La sécheresse qui se prolonge a des conséquences de plus en plus graves : incendies, pénuries d’eau potable, restrictions et promesse d’une nouvelle flambée de prix agricoles à la rentrée.

Les récoltes de blé ou de maïs, comme la production laitière, diminueront, et le bétail risque de manquer de fourrage pour l’hiver.

Face à ces menaces, le gouvernement a constitué une cellule de crise. Des décisions dans l’urgence seront peut-être prises, mais on peut parier qu’elles seront dérisoires, et plus contraignantes pour les travailleurs ou les petits agriculteurs que pour les grands industriels ou les gros céréaliers.

Des solutions techniques sont proposées par les spécialistes pour limiter la catastrophe : moderniser la distribution de l’eau en réduisant les 20 % qui se perdent dans les circuits, développer le recyclage, stocker l’eau en profondeur pour limiter l’évaporation.
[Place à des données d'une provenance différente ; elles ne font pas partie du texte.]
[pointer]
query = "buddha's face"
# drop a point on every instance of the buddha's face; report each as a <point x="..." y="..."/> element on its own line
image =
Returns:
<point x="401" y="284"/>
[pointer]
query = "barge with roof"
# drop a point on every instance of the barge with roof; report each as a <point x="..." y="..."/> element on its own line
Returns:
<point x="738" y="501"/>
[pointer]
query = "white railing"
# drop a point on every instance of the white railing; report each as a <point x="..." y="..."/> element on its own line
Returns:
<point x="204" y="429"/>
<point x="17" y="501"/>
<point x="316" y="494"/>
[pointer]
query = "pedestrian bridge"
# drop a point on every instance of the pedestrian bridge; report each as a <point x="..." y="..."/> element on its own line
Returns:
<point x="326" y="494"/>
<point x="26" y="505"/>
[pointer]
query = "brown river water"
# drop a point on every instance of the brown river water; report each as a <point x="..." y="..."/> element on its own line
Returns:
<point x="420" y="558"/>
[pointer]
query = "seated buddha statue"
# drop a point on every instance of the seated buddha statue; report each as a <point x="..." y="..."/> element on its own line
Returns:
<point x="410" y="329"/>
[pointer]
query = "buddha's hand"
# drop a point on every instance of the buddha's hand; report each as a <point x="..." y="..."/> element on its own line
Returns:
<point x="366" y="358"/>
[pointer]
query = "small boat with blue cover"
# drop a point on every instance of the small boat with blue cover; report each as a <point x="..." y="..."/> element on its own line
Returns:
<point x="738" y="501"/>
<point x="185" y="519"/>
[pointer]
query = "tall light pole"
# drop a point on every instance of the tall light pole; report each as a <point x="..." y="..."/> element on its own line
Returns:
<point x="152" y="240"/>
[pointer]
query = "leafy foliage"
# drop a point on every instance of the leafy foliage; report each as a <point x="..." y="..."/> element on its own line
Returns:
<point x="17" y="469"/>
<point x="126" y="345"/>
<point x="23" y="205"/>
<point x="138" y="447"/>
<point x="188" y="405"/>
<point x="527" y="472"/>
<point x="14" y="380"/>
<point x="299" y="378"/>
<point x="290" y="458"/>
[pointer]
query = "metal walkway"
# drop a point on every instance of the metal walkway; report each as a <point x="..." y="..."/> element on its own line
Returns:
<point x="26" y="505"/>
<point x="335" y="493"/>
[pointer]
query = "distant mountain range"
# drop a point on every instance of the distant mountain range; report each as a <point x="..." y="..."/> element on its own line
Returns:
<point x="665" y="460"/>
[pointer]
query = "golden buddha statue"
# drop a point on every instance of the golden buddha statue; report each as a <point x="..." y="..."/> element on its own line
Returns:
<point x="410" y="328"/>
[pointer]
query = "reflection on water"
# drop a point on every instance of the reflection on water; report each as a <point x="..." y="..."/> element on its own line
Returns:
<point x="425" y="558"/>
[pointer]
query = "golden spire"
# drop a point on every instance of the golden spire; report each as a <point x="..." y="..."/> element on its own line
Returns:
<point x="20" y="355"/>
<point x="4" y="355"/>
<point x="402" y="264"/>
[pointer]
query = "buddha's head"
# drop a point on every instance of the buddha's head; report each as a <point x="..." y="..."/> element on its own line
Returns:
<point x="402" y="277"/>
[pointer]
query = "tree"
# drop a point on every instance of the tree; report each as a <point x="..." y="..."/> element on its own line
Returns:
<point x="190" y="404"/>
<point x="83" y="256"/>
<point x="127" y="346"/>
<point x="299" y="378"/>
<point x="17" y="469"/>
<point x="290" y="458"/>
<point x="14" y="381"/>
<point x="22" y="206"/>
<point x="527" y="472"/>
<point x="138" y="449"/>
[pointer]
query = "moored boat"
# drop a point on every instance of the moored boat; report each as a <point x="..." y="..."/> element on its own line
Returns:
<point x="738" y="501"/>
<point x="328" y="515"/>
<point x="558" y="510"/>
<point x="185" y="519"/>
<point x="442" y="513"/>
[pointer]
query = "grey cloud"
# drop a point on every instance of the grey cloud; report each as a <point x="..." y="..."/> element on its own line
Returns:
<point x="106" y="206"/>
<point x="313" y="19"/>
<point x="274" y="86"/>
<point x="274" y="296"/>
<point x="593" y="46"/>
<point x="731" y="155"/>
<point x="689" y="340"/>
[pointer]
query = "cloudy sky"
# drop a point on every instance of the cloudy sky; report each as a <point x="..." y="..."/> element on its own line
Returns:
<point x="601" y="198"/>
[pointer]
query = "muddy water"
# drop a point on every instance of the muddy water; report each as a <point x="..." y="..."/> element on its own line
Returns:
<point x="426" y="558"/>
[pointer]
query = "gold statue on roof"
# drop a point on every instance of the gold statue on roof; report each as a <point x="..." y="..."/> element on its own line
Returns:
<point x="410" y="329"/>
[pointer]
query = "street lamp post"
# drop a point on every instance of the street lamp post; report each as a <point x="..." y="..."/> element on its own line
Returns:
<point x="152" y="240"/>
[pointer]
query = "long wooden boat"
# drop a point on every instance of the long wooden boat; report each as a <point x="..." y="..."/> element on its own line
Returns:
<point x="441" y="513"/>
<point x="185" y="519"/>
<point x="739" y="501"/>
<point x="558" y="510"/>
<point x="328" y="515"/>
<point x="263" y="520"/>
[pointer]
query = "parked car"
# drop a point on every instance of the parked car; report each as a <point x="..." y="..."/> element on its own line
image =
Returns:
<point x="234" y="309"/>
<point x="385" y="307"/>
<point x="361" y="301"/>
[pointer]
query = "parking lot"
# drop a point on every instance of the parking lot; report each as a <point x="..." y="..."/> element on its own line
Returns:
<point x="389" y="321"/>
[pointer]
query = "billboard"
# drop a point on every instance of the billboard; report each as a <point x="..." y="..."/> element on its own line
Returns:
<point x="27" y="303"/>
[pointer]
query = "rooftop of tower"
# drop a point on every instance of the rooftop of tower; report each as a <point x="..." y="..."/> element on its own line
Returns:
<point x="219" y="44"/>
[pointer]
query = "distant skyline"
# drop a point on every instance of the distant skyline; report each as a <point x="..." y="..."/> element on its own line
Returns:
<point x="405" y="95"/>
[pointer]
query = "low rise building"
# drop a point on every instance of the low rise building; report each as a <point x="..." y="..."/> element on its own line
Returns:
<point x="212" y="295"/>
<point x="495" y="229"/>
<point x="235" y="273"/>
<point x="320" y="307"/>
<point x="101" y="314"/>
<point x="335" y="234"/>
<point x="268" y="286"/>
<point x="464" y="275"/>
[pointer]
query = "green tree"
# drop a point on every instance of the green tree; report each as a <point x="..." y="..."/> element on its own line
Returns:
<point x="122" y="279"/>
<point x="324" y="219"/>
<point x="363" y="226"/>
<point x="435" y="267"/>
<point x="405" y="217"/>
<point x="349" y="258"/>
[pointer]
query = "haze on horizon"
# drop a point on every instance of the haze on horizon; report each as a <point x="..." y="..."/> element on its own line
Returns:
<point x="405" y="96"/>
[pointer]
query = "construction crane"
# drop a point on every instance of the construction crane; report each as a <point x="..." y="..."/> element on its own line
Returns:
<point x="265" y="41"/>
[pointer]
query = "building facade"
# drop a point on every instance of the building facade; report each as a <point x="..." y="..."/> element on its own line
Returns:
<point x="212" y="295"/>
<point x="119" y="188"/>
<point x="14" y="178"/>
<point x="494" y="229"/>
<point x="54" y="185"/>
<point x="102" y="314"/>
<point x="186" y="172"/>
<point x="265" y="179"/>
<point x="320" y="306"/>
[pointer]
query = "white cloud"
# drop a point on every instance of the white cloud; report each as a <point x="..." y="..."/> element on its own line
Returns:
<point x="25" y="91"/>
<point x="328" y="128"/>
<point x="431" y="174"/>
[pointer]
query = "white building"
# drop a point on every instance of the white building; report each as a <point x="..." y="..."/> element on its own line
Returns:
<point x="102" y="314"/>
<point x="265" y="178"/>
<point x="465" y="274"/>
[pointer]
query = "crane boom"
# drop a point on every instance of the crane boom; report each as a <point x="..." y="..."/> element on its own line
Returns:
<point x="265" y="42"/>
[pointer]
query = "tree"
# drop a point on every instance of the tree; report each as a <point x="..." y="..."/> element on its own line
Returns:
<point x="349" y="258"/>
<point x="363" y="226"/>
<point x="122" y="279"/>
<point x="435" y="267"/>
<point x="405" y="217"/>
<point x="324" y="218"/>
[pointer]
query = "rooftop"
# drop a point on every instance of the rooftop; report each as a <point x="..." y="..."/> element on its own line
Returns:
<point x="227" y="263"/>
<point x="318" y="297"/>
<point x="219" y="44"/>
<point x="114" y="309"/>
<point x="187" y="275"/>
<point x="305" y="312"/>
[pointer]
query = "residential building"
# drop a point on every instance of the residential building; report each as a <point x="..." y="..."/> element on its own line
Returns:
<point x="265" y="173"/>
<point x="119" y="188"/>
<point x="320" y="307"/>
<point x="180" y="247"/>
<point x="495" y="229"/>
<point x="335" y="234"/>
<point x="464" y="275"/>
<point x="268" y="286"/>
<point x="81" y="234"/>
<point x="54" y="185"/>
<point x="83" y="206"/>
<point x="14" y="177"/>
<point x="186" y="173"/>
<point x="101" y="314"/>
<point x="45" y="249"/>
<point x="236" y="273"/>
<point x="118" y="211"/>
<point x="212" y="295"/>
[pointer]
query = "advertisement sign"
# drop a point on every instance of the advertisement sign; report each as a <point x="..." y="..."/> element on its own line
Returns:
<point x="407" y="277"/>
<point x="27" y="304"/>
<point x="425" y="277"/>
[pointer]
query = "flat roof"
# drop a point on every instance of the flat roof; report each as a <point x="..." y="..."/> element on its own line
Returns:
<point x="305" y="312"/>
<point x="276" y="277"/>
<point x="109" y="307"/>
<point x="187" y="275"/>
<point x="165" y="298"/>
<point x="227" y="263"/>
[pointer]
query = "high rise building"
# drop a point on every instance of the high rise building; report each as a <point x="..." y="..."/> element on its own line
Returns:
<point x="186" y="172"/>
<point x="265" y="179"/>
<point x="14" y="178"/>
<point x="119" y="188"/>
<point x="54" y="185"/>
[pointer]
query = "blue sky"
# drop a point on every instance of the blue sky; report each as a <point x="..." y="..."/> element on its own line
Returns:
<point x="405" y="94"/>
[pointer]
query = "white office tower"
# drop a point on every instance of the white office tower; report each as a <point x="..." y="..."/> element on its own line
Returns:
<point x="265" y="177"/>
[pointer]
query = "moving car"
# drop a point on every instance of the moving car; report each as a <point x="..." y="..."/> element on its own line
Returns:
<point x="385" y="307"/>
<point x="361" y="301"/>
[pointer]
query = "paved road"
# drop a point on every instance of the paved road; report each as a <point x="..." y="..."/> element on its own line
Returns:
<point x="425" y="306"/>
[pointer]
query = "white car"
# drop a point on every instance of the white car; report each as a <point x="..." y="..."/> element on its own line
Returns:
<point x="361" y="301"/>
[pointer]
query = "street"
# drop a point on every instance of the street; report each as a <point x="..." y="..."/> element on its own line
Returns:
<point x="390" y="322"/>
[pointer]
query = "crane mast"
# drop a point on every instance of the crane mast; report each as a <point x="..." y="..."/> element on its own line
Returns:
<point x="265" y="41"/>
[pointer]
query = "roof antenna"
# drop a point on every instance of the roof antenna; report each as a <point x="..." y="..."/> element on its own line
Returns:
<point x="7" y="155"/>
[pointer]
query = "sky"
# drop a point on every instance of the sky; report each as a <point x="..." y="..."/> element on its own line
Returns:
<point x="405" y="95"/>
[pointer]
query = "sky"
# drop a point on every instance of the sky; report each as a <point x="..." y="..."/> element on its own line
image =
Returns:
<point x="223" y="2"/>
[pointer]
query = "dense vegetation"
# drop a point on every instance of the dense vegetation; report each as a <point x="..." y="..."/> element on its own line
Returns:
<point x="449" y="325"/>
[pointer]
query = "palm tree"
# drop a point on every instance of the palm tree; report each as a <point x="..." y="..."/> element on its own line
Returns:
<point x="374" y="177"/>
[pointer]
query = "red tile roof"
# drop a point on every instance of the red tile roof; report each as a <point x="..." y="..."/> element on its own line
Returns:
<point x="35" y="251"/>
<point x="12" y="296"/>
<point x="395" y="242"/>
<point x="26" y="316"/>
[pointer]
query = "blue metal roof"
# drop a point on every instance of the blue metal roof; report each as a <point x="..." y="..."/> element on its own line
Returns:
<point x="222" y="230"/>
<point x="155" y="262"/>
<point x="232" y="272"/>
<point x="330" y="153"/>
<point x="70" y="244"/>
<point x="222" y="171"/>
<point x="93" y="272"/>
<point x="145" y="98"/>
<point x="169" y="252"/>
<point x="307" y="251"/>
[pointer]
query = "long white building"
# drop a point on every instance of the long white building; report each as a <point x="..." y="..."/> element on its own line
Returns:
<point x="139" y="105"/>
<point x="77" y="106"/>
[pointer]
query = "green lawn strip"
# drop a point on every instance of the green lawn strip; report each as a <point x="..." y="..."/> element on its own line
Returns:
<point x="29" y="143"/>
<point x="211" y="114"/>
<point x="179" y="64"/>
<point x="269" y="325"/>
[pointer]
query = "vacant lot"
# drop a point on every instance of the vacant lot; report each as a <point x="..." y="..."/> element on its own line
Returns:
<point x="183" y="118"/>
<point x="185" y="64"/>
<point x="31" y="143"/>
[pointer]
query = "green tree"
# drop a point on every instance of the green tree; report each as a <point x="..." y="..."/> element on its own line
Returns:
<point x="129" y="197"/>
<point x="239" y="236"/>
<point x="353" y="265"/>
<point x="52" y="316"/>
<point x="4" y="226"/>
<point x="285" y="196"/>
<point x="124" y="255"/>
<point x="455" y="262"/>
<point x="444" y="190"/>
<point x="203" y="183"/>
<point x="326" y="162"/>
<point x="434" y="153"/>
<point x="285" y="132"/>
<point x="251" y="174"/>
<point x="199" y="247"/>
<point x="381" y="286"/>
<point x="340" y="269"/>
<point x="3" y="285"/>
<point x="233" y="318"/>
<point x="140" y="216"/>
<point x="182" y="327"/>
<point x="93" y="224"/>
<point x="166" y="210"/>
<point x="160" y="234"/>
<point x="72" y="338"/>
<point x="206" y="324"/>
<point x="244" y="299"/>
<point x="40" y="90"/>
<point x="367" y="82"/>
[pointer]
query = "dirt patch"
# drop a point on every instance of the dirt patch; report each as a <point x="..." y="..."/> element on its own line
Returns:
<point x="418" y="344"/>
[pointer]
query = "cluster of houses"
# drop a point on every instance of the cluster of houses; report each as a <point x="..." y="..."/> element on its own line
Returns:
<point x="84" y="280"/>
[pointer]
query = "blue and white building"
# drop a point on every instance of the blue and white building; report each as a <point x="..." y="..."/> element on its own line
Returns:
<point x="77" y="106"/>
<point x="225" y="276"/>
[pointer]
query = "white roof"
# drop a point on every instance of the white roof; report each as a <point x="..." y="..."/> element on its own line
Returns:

Il serait aussi nécessaire de modifier les pratiques agricoles pour limiter l’irrigation ou l’arrosage intensif.

Au-delà des problèmes techniques, cela pose le problème de l’organisation capitaliste de l’économie. La terre a soif, mais les capitaux investis dans sa culture sont encore plus assoiffés de profit, et c’est en définitive ce qui compte le plus dans les décisions.

D’après les experts, la sécheresse actuelle sur l’ouest de l’Europe, qui dure en fait depuis quatre ans, est la plus grave dans la région depuis 250 ans au moins. Dans l’Ouest américain, et surtout dans bien des pays pauvres, la situation est encore pire. Cela fait trente ans que les climatologues ont annoncé cette aggravation des sécheresses comme une des conséquences à venir du réchauffement climatique. Rien n’a été fait depuis pour en prévenir les conséquences, sinon des discours.

Ni le réchauffement climatique ni ces catastrophes ne sont une fatalité. Ils rendent urgente une réorganisation radicale de l’économie à l’échelle du monde pour gérer rationnellement les ressources de la planète, y compris l’utilisation de l’eau, et préserver les conditions de vie des générations futures. Autant de choses dont une économie gouvernée par les lois du marché est incapable et qui exigeraient qu’elle soit mise sous le contrôle des travailleurs.